Short Definition
SGD vs Adam compares two major optimization algorithms in deep learning: Stochastic Gradient Descent (SGD), which uses uniform learning rates, and Adam, which adapts learning rates per parameter using moment estimates.
It contrasts simplicity and generalization stability with adaptive convergence speed.
Definition
Training neural networks requires updating parameters using gradient information.
Two widely used optimizers are:
Stochastic Gradient Descent (SGD)
[
\theta_{t+1} = \theta_t – \eta \nabla_\theta \mathcal{L}(\theta_t)
]
Where:
- ( \eta ) = learning rate
- ( \nabla_\theta \mathcal{L} ) = gradient
SGD may include momentum:
[
v_t = \beta v_{t-1} + \nabla_\theta \mathcal{L}
]
[
\theta_{t+1} = \theta_t – \eta v_t
]
Adam (Adaptive Moment Estimation)
Adam maintains moving averages of:
- First moment (mean of gradients)
- Second moment (variance of gradients)
[
m_t = \beta_1 m_{t-1} + (1-\beta_1) g_t
]
[
v_t = \beta_2 v_{t-1} + (1-\beta_2) g_t^2
]
[
\theta_{t+1} = \theta_t – \eta \frac{m_t}{\sqrt{v_t} + \epsilon}
]
Adam adapts learning rates per parameter.
Core Difference
| Aspect | SGD | Adam |
|---|---|---|
| Learning rate | Global | Per-parameter |
| Convergence speed | Slower initially | Faster initially |
| Generalization | Often better | Sometimes worse |
| Hyperparameter sensitivity | Higher | Lower |
| Memory cost | Low | Higher |
SGD is simple and stable.
Adam is adaptive and faster early in training.
Minimal Conceptual Illustration
SGD:
All parameters updated with same step size.
Adam:
Each parameter has its own adaptive step size.
Large gradients → smaller steps.
Small gradients → larger steps.
Adam normalizes gradient magnitudes automatically.
Convergence Behavior
Adam often:
- Converges faster in early epochs.
- Requires less manual learning rate tuning.
- Handles sparse gradients well.
SGD often:
- Converges more slowly.
- Achieves better final generalization in vision tasks.
- Benefits from carefully designed learning rate schedules.
Generalization Trade-Off
Empirical findings show:
- SGD frequently generalizes better in large-scale vision models.
- Adam may overfit or converge to sharper minima.
- Switching from Adam to SGD late in training can improve performance.

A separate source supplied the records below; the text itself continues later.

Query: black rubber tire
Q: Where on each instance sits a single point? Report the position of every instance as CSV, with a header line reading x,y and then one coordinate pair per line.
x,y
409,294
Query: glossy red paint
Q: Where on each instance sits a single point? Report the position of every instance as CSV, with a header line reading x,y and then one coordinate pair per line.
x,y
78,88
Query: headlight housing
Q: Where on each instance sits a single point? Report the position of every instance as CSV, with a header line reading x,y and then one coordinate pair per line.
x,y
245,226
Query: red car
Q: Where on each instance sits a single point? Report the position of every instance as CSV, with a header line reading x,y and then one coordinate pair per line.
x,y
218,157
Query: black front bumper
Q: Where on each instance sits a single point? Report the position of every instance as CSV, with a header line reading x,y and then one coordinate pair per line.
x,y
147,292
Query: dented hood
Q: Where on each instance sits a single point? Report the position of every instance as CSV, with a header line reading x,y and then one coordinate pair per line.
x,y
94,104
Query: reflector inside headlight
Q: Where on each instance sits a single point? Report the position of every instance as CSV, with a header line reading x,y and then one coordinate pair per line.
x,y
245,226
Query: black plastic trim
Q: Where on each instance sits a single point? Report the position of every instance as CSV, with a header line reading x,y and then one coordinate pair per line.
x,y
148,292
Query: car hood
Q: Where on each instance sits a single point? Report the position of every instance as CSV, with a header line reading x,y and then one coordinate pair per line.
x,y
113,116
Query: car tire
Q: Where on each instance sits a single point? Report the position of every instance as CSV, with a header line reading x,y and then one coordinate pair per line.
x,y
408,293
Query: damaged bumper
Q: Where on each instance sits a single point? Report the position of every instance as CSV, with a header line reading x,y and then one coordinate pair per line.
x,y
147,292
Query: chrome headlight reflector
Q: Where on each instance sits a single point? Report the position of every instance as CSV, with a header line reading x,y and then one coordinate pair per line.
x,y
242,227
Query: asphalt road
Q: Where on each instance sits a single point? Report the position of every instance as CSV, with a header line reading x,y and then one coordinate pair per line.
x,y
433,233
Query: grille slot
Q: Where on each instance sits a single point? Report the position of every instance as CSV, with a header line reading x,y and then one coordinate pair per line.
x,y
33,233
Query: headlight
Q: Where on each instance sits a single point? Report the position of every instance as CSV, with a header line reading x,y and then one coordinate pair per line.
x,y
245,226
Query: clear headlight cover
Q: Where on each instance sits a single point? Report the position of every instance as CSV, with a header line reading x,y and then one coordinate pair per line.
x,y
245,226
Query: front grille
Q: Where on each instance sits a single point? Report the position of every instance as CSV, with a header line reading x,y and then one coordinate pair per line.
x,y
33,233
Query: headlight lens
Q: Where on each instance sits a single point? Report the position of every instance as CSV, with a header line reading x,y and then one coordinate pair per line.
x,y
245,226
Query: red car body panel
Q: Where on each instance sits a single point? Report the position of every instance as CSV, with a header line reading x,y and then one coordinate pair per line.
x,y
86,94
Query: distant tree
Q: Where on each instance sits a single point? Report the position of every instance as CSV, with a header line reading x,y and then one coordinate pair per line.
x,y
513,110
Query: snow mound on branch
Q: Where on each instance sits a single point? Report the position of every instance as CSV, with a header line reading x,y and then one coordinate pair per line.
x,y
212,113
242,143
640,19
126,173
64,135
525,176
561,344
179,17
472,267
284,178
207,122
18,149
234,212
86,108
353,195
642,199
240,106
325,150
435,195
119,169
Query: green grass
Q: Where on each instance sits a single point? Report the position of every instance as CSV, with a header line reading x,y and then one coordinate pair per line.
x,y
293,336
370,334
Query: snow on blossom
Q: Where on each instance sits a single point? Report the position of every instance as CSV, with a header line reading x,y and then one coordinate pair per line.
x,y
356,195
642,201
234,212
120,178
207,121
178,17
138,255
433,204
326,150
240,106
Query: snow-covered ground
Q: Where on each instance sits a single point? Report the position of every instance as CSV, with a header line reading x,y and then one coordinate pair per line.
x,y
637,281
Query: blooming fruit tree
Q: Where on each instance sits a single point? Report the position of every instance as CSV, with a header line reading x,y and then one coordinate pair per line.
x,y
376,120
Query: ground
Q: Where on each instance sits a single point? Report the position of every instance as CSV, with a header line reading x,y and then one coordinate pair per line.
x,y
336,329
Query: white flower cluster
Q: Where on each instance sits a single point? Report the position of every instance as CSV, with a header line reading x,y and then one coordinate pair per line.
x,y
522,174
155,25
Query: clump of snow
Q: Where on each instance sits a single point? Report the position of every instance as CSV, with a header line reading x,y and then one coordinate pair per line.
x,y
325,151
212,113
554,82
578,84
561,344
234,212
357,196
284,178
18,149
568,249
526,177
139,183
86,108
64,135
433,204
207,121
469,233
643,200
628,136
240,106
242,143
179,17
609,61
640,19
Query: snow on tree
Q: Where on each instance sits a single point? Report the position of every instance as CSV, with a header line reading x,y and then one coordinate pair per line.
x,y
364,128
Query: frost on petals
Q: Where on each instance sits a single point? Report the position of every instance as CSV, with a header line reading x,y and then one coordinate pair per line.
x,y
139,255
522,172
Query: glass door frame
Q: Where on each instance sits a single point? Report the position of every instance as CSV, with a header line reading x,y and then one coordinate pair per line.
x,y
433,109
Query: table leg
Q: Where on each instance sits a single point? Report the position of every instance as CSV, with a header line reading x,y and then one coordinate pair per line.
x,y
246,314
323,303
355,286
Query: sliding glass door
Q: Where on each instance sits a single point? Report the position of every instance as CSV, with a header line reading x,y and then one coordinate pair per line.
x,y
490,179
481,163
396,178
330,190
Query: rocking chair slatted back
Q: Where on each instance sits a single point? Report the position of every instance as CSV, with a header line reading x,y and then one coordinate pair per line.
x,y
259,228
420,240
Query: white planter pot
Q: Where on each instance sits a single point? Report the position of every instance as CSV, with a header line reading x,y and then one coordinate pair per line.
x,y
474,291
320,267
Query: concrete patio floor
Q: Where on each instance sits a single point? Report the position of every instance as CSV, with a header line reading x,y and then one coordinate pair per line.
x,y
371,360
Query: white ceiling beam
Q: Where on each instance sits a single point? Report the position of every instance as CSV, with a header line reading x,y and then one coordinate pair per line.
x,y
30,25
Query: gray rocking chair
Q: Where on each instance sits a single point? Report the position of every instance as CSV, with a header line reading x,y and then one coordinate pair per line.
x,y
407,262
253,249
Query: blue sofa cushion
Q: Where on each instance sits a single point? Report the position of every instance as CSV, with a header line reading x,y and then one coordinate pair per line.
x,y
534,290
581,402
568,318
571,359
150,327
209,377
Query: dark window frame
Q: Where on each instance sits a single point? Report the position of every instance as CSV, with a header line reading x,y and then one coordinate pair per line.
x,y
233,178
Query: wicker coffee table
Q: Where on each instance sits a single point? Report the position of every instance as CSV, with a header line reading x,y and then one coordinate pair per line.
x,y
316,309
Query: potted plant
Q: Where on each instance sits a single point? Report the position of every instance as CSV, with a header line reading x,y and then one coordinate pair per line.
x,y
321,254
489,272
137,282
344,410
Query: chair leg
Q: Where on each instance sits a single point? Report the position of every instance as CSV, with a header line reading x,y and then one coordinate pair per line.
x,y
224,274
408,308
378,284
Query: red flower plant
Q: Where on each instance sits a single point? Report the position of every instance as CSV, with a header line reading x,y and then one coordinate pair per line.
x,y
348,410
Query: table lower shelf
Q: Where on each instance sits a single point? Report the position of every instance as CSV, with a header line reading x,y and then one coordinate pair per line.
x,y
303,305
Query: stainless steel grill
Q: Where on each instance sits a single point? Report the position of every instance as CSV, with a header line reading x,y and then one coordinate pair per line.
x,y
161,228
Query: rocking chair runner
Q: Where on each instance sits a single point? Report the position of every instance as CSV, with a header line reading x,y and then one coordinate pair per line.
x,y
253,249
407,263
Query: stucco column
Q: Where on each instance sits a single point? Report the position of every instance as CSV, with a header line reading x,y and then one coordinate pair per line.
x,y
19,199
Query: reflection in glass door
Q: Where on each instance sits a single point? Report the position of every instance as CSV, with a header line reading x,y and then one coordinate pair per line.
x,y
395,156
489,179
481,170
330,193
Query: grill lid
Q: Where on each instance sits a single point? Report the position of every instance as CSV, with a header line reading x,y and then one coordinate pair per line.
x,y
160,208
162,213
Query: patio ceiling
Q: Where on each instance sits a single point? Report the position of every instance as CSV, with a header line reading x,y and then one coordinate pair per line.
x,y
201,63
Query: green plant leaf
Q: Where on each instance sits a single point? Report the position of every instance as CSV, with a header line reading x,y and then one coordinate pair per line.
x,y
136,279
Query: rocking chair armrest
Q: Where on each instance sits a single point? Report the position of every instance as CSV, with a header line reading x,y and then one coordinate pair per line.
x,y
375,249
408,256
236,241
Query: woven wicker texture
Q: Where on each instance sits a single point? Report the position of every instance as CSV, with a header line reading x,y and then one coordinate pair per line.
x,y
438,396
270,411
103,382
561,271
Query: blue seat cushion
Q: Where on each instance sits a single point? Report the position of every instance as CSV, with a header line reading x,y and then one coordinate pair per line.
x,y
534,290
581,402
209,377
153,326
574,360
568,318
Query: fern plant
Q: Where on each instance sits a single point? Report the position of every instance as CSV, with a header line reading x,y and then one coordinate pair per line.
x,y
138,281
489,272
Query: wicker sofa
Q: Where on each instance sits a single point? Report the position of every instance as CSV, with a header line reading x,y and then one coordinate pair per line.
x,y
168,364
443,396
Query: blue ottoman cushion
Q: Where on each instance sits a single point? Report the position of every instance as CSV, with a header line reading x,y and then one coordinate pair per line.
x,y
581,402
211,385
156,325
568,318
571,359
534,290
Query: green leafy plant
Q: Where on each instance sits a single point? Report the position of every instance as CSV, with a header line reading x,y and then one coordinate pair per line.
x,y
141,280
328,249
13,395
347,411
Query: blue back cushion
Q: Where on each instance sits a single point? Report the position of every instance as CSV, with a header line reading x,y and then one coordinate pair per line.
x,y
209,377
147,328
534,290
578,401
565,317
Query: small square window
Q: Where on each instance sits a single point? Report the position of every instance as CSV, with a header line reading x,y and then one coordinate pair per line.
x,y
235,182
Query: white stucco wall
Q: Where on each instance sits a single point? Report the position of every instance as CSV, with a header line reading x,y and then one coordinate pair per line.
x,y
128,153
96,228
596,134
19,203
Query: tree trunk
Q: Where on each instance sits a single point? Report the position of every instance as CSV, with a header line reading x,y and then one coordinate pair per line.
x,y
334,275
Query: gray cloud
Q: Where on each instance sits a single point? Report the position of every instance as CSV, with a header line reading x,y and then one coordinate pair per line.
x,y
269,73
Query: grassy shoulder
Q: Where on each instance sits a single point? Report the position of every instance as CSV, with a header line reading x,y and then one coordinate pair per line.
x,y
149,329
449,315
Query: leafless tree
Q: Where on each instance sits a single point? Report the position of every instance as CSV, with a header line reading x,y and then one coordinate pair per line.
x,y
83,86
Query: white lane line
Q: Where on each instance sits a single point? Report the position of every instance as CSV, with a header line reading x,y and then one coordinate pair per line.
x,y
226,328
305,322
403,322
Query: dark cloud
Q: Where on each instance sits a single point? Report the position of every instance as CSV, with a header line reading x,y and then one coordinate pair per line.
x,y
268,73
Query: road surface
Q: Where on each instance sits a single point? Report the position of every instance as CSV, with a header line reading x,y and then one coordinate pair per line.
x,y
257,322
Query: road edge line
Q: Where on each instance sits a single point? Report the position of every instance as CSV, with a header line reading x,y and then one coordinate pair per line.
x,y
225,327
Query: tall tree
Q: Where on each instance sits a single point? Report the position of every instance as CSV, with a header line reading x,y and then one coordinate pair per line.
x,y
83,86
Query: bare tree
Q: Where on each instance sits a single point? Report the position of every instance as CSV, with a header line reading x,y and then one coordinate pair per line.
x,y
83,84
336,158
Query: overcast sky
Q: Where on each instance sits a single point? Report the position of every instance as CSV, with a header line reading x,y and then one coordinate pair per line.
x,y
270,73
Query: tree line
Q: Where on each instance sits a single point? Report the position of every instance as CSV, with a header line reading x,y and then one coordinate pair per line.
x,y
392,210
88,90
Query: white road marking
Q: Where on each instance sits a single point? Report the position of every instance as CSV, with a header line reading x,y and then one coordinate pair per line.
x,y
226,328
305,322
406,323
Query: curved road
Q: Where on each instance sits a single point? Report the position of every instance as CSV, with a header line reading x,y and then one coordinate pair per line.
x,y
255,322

The difference is linked to optimization geometry and implicit regularization.
Loss Landscape Perspective
Adam’s adaptive updates may:
- Follow sharp curvature directions aggressively.
- Converge to narrow minima.
SGD’s uniform noise may:
- Encourage flatter minima.
- Improve generalization robustness.
Flat minima are often associated with better out-of-distribution stability.
Scaling Context
In large Transformer models:
- Adam (or AdamW) is dominant.
- Adaptive updates help stabilize large parameter spaces.
- LayerNorm interacts well with Adam.
In convolutional vision models:
- SGD with momentum remains common.
Optimizer choice depends on architecture.
Computational Considerations
Adam requires:
- Storing first and second moment estimates.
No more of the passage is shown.